В ноябре 1941 г. Геннадий Грабовский сообщал своей семье, эвакуированной на Урал, что у 80 % его сослуживцев родители оказались на территории, занятой немцами, или пропали без вести, и делал вывод: «Поэтому еще наше общее счастье, что вы успели выехать из Харькова»[314]. Эту же мысль мы находим в переписке с женой и детьми Исаака Кагана в январе 1942 г.: «Какие вы счастливые, что вырвались из его рук! Я был в отбитом у немцев городе Ефремове[315]. Сердце закипает кровью, когда видишь кровавые следы фашизма. Одного десятилетнего мальчика расстреляли за то, что он чернявый и был похож на еврея. 3-го дня детей повесили на улице за то, что пели советские песни. Деревни многие сожжены, жители ограблены. Сонечка, вы живы, много натерпелись и теперь еще немало переживаете, но вы на нашей территории и в безопасности»[316]. Однако далеко не все успели бежать от врага. Из второго письма Кагана мы узнаем о судьбе родственников его жены Сони: «Я вспомнил твою мать, какую даже и среди матерей… не сыскать. Фашисты прервали ее еще не старую жизнь, и ее труп еще, может быть, долгое время лежал непогребенным. Я вспомнил тетю Этту, добродушную и правильную, которую мы оставили на произвол судьбы (сторожить дом и имущество в Бобруйске. – Прим. Л. С.). Я вспомнил Славу, которая, если не сгорела, то умерла с голоду. Я вспомнил своих родителей, братьев и сестер, которых, если смотреть правде в глаза, никогда не придется увидеть»[317].
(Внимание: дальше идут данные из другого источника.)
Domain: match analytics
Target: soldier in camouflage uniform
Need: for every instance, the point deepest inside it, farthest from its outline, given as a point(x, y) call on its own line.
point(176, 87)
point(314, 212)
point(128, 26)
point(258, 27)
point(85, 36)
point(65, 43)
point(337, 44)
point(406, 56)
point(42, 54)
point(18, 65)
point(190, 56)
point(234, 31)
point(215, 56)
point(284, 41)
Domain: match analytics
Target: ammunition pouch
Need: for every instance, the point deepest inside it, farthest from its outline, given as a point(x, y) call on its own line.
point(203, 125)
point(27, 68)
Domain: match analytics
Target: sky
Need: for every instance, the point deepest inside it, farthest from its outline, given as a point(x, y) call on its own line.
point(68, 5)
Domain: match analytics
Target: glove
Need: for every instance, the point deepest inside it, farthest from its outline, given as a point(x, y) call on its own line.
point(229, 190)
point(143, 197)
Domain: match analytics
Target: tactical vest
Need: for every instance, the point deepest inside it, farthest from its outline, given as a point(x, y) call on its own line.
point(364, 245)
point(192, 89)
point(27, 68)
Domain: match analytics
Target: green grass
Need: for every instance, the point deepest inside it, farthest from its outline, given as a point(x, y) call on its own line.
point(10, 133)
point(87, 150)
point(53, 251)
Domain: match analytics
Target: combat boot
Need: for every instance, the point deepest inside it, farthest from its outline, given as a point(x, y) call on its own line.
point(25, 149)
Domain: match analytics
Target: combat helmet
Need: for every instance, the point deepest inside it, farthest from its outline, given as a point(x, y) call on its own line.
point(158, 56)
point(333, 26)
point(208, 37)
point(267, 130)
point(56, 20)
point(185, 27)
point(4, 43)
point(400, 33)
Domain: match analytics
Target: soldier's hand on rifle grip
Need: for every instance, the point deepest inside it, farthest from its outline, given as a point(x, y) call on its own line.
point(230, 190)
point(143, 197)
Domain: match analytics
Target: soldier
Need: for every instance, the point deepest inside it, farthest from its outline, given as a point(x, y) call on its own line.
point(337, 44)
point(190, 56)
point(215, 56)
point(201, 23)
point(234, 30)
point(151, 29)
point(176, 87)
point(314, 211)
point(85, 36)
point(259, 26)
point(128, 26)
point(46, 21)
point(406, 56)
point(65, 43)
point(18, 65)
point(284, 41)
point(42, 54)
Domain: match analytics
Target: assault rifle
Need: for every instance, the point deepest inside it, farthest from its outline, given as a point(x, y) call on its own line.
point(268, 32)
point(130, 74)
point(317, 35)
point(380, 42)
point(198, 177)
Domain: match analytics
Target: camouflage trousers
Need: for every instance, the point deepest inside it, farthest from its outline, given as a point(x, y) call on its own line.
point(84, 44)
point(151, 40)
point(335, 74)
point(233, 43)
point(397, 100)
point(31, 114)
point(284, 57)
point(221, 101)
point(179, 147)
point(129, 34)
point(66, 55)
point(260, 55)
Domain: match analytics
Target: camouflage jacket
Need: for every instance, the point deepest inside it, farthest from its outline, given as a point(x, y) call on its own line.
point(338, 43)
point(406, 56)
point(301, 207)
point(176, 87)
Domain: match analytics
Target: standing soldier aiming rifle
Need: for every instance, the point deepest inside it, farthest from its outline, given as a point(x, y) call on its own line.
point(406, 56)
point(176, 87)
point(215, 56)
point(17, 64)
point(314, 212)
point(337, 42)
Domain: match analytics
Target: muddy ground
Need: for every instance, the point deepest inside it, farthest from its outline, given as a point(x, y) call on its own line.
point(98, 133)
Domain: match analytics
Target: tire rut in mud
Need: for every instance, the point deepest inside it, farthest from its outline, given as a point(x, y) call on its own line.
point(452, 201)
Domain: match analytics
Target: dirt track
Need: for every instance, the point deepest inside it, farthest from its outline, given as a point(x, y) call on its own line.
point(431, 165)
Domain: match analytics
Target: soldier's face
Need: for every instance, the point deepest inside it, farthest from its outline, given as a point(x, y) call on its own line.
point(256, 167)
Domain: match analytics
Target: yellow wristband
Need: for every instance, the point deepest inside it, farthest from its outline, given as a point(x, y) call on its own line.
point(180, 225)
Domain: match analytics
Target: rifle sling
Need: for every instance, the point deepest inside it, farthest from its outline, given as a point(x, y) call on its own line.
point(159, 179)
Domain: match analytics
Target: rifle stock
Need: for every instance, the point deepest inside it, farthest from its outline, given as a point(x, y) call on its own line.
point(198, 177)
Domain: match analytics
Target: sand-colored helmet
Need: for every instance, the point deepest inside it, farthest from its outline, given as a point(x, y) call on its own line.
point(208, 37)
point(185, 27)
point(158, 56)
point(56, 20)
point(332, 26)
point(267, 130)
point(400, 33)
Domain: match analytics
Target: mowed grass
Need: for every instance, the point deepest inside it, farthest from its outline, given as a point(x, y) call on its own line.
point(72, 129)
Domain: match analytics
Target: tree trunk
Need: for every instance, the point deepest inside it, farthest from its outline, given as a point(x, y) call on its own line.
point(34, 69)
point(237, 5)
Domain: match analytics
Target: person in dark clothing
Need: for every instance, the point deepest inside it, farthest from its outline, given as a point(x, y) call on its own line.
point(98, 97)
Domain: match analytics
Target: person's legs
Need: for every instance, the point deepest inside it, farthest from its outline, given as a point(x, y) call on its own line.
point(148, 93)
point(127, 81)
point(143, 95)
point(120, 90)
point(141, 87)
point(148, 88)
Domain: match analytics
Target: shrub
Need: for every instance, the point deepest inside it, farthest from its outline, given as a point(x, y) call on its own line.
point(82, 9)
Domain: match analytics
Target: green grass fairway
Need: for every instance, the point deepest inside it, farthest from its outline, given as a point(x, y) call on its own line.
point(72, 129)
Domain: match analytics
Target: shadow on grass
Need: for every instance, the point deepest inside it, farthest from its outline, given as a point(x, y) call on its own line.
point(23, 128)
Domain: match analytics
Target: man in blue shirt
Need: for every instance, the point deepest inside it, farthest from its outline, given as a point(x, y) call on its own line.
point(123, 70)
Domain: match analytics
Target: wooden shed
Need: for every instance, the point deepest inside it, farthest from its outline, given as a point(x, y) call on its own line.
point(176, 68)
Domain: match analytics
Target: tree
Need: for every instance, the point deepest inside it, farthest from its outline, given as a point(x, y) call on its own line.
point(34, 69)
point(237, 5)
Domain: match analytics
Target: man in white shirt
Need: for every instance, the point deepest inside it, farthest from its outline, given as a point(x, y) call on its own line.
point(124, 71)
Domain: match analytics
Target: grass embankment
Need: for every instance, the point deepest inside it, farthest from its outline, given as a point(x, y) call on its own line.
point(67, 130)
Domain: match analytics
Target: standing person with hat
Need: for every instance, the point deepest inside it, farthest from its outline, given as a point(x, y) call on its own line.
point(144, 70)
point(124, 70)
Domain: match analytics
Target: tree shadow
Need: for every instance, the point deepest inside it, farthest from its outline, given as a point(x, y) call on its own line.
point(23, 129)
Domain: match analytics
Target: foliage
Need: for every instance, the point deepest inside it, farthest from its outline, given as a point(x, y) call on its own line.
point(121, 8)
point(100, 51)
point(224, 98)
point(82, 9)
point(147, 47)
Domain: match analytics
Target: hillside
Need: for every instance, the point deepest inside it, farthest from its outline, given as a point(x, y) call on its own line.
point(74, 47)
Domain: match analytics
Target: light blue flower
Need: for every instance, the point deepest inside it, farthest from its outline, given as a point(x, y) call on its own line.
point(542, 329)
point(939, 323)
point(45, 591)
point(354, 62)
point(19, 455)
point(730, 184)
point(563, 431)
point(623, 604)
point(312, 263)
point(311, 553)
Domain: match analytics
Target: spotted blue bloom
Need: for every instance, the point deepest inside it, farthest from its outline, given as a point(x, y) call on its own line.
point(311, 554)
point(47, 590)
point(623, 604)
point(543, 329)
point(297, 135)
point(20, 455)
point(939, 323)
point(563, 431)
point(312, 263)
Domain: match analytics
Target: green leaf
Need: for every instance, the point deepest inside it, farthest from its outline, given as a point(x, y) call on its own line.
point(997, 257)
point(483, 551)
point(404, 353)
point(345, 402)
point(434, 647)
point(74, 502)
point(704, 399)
Известия о массовом убийстве евреев нашли отражение в переписке между фронтом и тылом после того, как все советские газеты опубликовали ноты от имени советского правительства главы МИДа СССР В. М. Молотова[318]. В еврейской среде абстрактные понятия о «советских гражданах» воспринимались именно как евреи, которые преследовались нацистами и составляли подавляющее количество жертв среди мирного населения. Евреи открыто заявляли в переписке, что они понимали, против кого именно направлена нацистская машина террора. В письмах приводились многочисленные имена и фамилии родных, не сумевших выбраться из прифронтовой полосы или введенных в заблуждение официальной советской пропагандой, скрывавшей действительное положение на фронте, и легкомысленно оставшихся на верную гибель.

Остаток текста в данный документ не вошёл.